# Is there an affair?



## Sadara (Jul 27, 2010)

I really need unbiased opinions. Everyone in my life has a very biased opinion on this matter.

I am new here and haven't even read all that much. The problems in my marriage are very raw right now. 

About a month ago my husband and I went, with out kids, to a family 4th of July event. At this event, a woman was there that was spending a lot of time with my husband. When she first arrived, my husband was walking down the street next to her. He ended up walking right past me and didn't say much to me. He never bothered to introduce me to her. I only knew who she was from seeing pictures of her that he had. He told me when I first found the pictures years ago that they were from a high school girlfriend. He tells me he's recently returned the pictures to her. But, those pictures are the only reason I knew who she was. He ended up sitting next to her for awhile, took pictures together with her. He refuses to take pictures with me anymore. Only did it when we were first married, we've been married almost 7 years now.

Well, I was suspicious of his behavior with her that night. Later, after talking to his sister and her admitting she saw it to, did I ask my husband about it. He denies he did anything wrong. I was jealous, he was ignoring me and spending time with her right under my nose. But, no matter what he denies it.

In the last month they have exchanged emails. And I know from the following email they have been seeing each other. This is the email, copies with names removed, of course. And the bad grammar is there too.

*He emails:* (two pictures attached of him in sexy boxer shorts) and says "are you still wet? Think these will help...? This we would have a little more time tomorrow the last chance and day for a while?
*She emails:* I like them. Can I see you in the morning.
*He emails:* Yep I am game for that. I will even try to get the kids around early so I can get some coffee for us.
*She email:* Sounds great to me

That exchange of emails took place just last week, while I was out of town on business.

He tells me that he sent her that picture to help cheer her up. He tells me that her husband is abusing her physically. I'm having an extremely hard time believing him. 

If that was an email you found, what would you think? Please be honest, but gentle with me.

Oh and we are already seeing a counselor.


----------



## Willow (Jun 17, 2010)

Honey I'm so sorry, I wish I could be gentle but I think you already know yourself. Screams out PA to me. 

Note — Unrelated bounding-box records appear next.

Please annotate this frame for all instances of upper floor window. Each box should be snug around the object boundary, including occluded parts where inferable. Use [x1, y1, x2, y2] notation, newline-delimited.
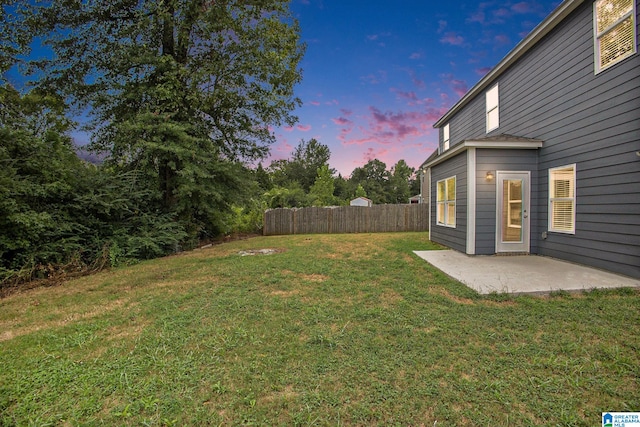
[486, 84, 500, 133]
[593, 0, 636, 73]
[442, 123, 449, 151]
[549, 164, 576, 234]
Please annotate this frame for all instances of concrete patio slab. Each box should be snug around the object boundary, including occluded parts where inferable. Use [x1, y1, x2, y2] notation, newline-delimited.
[414, 250, 640, 294]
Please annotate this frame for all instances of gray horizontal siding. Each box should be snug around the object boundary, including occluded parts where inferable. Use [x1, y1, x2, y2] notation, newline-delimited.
[440, 0, 640, 277]
[429, 152, 468, 252]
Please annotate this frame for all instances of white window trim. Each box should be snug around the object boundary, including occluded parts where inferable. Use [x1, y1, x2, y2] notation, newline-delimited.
[485, 83, 500, 133]
[548, 163, 577, 234]
[442, 123, 450, 151]
[593, 0, 638, 74]
[436, 175, 458, 228]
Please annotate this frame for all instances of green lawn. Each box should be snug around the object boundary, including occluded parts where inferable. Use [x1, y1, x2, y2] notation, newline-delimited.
[0, 233, 640, 427]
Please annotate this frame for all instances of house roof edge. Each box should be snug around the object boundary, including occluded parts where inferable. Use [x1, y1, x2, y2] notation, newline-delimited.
[433, 0, 585, 128]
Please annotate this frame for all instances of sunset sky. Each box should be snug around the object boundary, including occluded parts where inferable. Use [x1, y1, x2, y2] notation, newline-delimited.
[272, 0, 560, 176]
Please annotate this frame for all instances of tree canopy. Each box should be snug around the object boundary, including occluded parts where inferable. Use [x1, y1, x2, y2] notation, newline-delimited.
[15, 0, 303, 241]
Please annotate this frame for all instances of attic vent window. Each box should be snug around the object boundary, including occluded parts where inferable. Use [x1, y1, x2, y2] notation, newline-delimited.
[594, 0, 636, 73]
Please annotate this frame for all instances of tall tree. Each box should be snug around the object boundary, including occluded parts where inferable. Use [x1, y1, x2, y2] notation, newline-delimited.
[270, 138, 335, 192]
[309, 165, 336, 206]
[389, 159, 415, 203]
[350, 159, 395, 204]
[23, 0, 303, 241]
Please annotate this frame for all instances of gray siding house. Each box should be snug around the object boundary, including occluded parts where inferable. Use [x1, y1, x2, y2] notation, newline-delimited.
[422, 0, 640, 278]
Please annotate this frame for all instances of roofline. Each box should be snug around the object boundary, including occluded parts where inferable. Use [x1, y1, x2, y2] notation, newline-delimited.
[420, 139, 542, 169]
[433, 0, 584, 128]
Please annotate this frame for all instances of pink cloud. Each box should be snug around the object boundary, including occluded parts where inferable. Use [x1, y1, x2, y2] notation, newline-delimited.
[360, 70, 387, 85]
[442, 74, 469, 97]
[467, 10, 485, 24]
[389, 87, 419, 103]
[407, 69, 427, 89]
[440, 32, 464, 46]
[493, 34, 511, 44]
[331, 117, 353, 126]
[474, 67, 491, 76]
[338, 106, 447, 146]
[511, 1, 540, 14]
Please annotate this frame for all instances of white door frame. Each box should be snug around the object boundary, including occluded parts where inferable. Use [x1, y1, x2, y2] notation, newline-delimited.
[496, 171, 531, 253]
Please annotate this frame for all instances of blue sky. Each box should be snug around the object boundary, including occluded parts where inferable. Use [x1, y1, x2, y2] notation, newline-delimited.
[264, 0, 560, 176]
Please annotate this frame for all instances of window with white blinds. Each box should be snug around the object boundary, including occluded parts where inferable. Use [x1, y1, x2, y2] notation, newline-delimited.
[593, 0, 636, 73]
[442, 123, 449, 151]
[436, 176, 456, 227]
[486, 84, 500, 133]
[549, 164, 576, 234]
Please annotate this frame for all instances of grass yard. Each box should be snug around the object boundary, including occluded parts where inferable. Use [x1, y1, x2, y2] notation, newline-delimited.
[0, 233, 640, 427]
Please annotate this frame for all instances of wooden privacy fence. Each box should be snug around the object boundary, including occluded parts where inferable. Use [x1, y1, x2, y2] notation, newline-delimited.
[263, 204, 429, 236]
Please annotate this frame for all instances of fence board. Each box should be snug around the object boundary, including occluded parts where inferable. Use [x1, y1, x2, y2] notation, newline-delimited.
[263, 204, 429, 236]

You are in the right place for help though. Get reading here, as much as you can. You will find excellent advice on how to deal with this whole situation. Post lots too, whenever you can. Particularly look out for Affaircare and Tanelornpete's posts, they are excellent. 

First of all, do not panic. Stay calm. You will survive this and there's a good chance your marriage will too. Do not do anything rash , prepare yourself thoroughly. Keep on an even keel with your h, as if life were normal, until you have time to develop your plan and gather evidence.


----------



## Wisp (Jul 17, 2010)

Sorry to say this, there is no other way to say this:

Your husband is in an *Emotional Affair (EA) *with this woman or at the start of one and it will evolve into something worse.. 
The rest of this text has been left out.